Los días siguientes transcurrieron a toda velocidad. Aunque me planifiqué un itinerario, no quería encorsetar el tiempo e intenté que cada día trajera su propia aventura. Durante las primeras jornadas de mi viaje visité Masada, una antigua fortaleza militar judía. Situada en lo alto de una colina en las inmediaciones del Mar Muerto, fue testigo de la resistencia de los zelotes, un grupo de judíos ultranacionalistas que lucharon contra los romanos en la insurrección de Judea en el año 70 d. C, resistiendo un asedio de dos años por parte de las legiones romanas, lideradas por Lucio Flavio. Durante ese tiempo, los romanos construyeron una rampa de tierra para hacer llegar sus torres de asedio hasta las murallas y derribarlas. La historia cuenta que ante el inminente final, los zelotes eligieron el suicidio. Como la religión judía prohíbe tajantemente el suicidio, los hombres mataron a sus familias, eligiendo a diez de ellos para quitar la vida al resto. De estos diez, eligieron a otro. El elegido ejecutó a sus compañeros, incendiando después toda la fortaleza, salvo los depósitos de víveres, para demostrar así que su decisión estaba motivada por la resolución de no rendirse ante los romanos, y no por desesperación. De esta manera, Masada se convirtió para los judíos en un símbolo de la resistencia ante el invasor, algo similar a lo que representa Numancia en España. El día que visité la fortaleza, pude ver como algunos jóvenes que realizaban el servicio militar hacían el juramento a la bandera de Israel. Pensé que todos los pueblos buscan en su historia los elementos necesarios para justificar su propia existencia, aunque tengan que desvirtuarlos. El conocimiento de la Historia, en muchas ocasiones, es un medio al servicio de los intereses de unos pocos, y no un fin en sí mismo.
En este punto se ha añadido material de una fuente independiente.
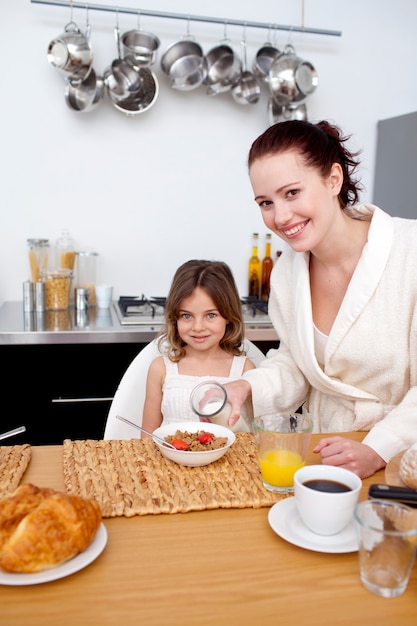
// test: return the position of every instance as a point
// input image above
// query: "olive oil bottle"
(254, 269)
(267, 265)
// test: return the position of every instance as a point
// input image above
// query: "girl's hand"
(352, 455)
(237, 392)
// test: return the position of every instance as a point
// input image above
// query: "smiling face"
(297, 204)
(199, 323)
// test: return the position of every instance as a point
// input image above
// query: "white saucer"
(284, 519)
(69, 567)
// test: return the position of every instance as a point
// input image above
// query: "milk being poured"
(214, 412)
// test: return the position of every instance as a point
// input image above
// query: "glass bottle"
(267, 265)
(38, 257)
(65, 251)
(254, 269)
(87, 271)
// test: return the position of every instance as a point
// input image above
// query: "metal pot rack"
(194, 18)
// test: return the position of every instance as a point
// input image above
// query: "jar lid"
(38, 242)
(59, 273)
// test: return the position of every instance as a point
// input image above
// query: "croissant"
(408, 467)
(41, 528)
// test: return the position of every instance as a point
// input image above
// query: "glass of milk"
(209, 401)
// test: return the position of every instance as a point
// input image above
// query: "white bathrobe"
(369, 378)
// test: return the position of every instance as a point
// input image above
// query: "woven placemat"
(13, 463)
(132, 477)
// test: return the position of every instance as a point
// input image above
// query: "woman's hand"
(237, 392)
(352, 455)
Aquel mismo día fui al mar Muerto. La Tierra me mostró su cara más inhóspita en un terreno surcado por las grietas y la ausencia de vida. El mar Muerto, con una concentración de sal cuatro veces superior a la del mar Mediterráneo, es la extensión de agua salada más baja de la tierra, a cuatrocientos metros por debajo del nivel del mar. Para llegar hasta la orilla del mar tuve que caminar casi un kilómetro en un paraje más parecido a un desierto lunar que a cualquier parte del mundo. Cuando llegué hasta allí, me sumergí y comprobé que las leyes de la física se hacían añicos mientras mi cuerpo flotaba debido a la sal. Quise vivir la experiencia que tantos otros habían vivido, pero no era el turismo de masas el que me había llevado hasta Israel. Fue la primera y única vez que me sentí como un turista durante aquellos días. Yo quería viajar sin colocarme el corsé del turismo, ese arnés de seguridad que todo viajero debe desabrocharse si de verdad se quiere conocer un lugar. En los días siguientes lo hice, lanzándome a un descenso vertiginoso por las cavernas de la ciudad más contradictoria que probablemente existe sobre la Tierra.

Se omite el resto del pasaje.